I don’t know the answer - but I’m wondering, how would one measure the mass of an object moving toward one at relativistic speed, independently of measuring its gravity? Doesn’t measuring the mass of a distant body depend on measuring its gravitation effect on or from other bodies?
Qeue,
The other day the checkout girl in my local supermarket asked me this very question, and I confess I was absolutely stumped. I’ll be very glad to see a clear and concise answer from someone who knows what’s what.
The last time somebody asked this, I said yes and was quickly corrected; the answer is no, but I’m not the one you want to hear it from. Apparently, relativistic mass is purely inertial.
Relativistic mass plays no role in gravitation. The simplest way to see this is to realize that If it did then a single relativistic particle could collapse stellar objects into black holes.
I’ve read that thread through a couple of times. If I understand correctly what JSPrinceton is saying is that it is the energy from acceleration which must be confined to a small patch of spacetime that could form an event horizon.
But once a constant velocity is attained, no horizon or extra gravitational field will be present.
If one uses the notion of “relativistic mass” (i.e., rest mass times [symbol]g[/symbol]), then you just need to go into the reference frame of a cosmic ray, and look at the Sun. In the cosmic ray’s reference frame, of course, it’s at rest, and the Sun is moving at an insane fraction of the speed of light. Were collapse into a black hole simply a function of “relativistic mass”, then from the cosmic ray’s frame, the Sun would be more than massive enough.
Hmmm. Well couldn’t you get the same result just from Lorentz contraction? If we had a rod the mass of the sun, and 3 km wide, and 1 AU long, it would not be a black hole in its rest frame. In a frame with gamma = 50,000,000, though, you’d have the mass of the sun within 3 km. What’s wrong with that?
If you had a flow of charged particles, Lorenz contraction enhances the electric field, right? (That’s what magnetism is, I thought.) So why wouldn’t Lorentz contraction enhance gravity?

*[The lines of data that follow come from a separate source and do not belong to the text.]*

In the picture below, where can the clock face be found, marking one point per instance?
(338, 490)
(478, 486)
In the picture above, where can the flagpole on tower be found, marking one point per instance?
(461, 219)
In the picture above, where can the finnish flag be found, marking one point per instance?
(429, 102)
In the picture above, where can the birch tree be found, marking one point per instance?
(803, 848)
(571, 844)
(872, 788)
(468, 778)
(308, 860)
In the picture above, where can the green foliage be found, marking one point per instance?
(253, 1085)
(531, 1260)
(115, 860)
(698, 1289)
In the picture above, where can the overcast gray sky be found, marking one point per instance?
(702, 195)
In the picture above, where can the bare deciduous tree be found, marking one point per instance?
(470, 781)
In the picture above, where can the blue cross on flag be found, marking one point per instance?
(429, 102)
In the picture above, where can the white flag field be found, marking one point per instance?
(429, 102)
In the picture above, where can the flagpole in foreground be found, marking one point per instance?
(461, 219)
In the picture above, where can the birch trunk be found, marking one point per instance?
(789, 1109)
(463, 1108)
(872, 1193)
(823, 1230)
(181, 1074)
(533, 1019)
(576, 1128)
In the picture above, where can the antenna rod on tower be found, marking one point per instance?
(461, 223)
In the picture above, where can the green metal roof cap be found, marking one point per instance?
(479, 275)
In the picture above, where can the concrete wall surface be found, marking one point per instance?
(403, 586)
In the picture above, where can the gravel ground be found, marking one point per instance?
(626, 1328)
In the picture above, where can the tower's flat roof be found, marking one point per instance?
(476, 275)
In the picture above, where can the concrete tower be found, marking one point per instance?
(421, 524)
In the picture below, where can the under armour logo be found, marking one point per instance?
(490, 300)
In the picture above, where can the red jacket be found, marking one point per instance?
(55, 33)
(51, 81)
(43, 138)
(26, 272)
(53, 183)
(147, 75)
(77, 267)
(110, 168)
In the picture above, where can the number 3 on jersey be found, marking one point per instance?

First of all charge is an invariant so it doesn’t increase with a Lorentz contraction, but mass does if you subscribe to the concept of relativistic mass. So there’s one difference. Second, gravity doesn’t just depend on mass it also depends on momentum flux, and the combined effect of a contracted mass and the subsequent momentum prevents the object from ever reaching the black hole stage. IOW you have to take into consideration the entire stress-energy tensor.
An interesting thought…If a Lorentz contraction could change the rest volume of a hunk of U235, Saddam would have a whole new way of building a nuclear weapon.